Einmal auf das Schema verfallen, zieht Siciliano es konsequent durch. Repetitiv wie die Sexszenen wird nun auch die Story, wenn nun ein weiteres heterosexuelles Pärchen das Gelände der Villa betritt. Diesmal handelt es sich indes nicht um Bekannte Marinas, sondern deren Eierfrau. Ihr Partner wartet am Hoftor, während die Dame nur schnell die Eier abgeben möchte. Allmählich wird die Zeit ihm lange. Er beginnt nach ihr zu rufen, berührt die Gatterstäbe – und die versengen ihm sofort die Hände, dass ihm das Fleisch brennt. Kurz darauf wird er von einem grässlichen Jucken befallen. Nackt umherspringend, nachdem er sich die Klamotten vom Leib gerissen hat, und als würden Millionen Flöhe ihn piesacken, vertreibt er sich die Zeit, die seine Freundin, inzwischen ebenfalls unter Sonias Allmacht geraten, zwangsweise nutzt, mit dieser, Marina und der Frau des Mannes, der im Brunnen hat enden müssen, ausgiebigen – und von Siciliano reichhaltig bebilderten – Geschlechtsverkehr abzuhalten. Diesmal ist Sonia gnädig: Beide, Männlein wie Weiblein, dürfen ihr Reich lebend verlassen, nachdem sie den einen genug gequält und die andere um genügend Körperflüssigkeiten erleichtert hat. „Das ganze Haus ist in meiner Hand!“, frohlockt die Schwarzmagierin. „Ich habe es verzaubert!“ Da sie nun schon einmal angefangen hat, Hausputz zu machen, muss jetzt auch die Frau des ersten Pärchens dranglauben. Die hat nämlich, für Sonias Begriffe, zu viel Zuneigung von Bruno erfahren, der sie zur Strafe verspeisen muss, nachdem Sonia sie lange genug im hauseigenen Bratofen hat garen lassen. (Nein, ich denke mir das alles wirklich nicht aus!)
Abb.2: Sicilianos Vorstellung eines "Zombies": Marinas Ehegatte kehrt aus dem Brunnengrab zurück, schaut böse - und wird vom Film dann schlicht vergessen...

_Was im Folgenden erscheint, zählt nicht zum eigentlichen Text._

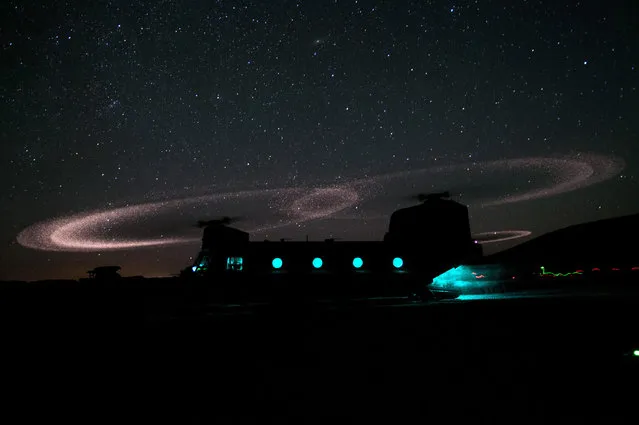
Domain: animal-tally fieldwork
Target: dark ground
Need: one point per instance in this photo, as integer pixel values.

Es wird Zeit für einen neuen Charakter, oder? Die junge Frau, die wir nun nicht vorgestellt, sondern einfach vorgesetzt bekommen, heißt Cindy, ist ebenfalls Marinas Freundin und wohnt in einem Großstadtappartement, wo sie Sonia – weshalb auch immer – anruft, und bittet, zu ihr und Marina in deren Landhaus zu kommen. Cindy leistet dem Ruf Folge, und tanzt erst einmal ausgiebig mit Bruno, als ginge es um ihr Leben. Dass es darum ginge, vermutet ihr Freund – weshalb auch immer -, der ihr gefolgt ist, und sich Zugang zur Villa verschafft, denn irgendwas ist ihm dort nicht ganz geheuer. Sonias Einflusssphäre, die das vielzimmerige Gebäude durchdringt wie die uferlose Emanation von etwas sehr Bösem und sehr Lüsternem, lässt Cindys Liebsten freilich nicht nur nicht ungeschoren, sondern hat für ihn ein besonders pikantes Detail in petto: Marina, die zwischenzeitlich von Sonia ebenfalls ermordet worden ist, wird von ihrer Gebieterin als Zombie reanimiert, und zur psychischen wie physischen Befriedigung Sonias dem neuen Mann im Haus als Sexspielzeug überantwortet. Bei Tagesanbruch aber wendet sich endlich das Blatt. Sonia, auf einmal ihrer übermenschlichen Kräfte beraubt, schafft es nicht, gegen Cindys Freund anzukommen, der sie rücklings auf ein Bett wirft, und zusammen mit seiner Freundin die Flucht ergreift. Der Körper der plötzlich metaphysisch kastrierten und reglos auf der Matratze liegenbleibenden Hexe verfällt allmählich in Schlaf, um, ohne dass ein Schnitt gesetzt worden wäre, gleich darauf wieder aus einem schlimmen Traum zu erwachen. Tatsächlich markiert diese Szene all die vorherigen Vorgänge als bloßen Wunsch- oder Alptraum Sonias, die wir nun als Hausmädchen der Villa wiederfinden. Marina und Giovanni behandeln sie wie ein Stück Dreck, und nur Bruno, der Hausknecht, ist ihr einziger Strohhalm in einem freudlosen Leben als Fußabtreter für die Oberschicht. Am Ende stehen wir dann wieder am Anfang: Marina und Giovanni erfreuen sich gegenseitig ihrer Körper, und Sonia schwört ihnen, bewaffnet mit ihrem Räucherschälchen, bittere Rache…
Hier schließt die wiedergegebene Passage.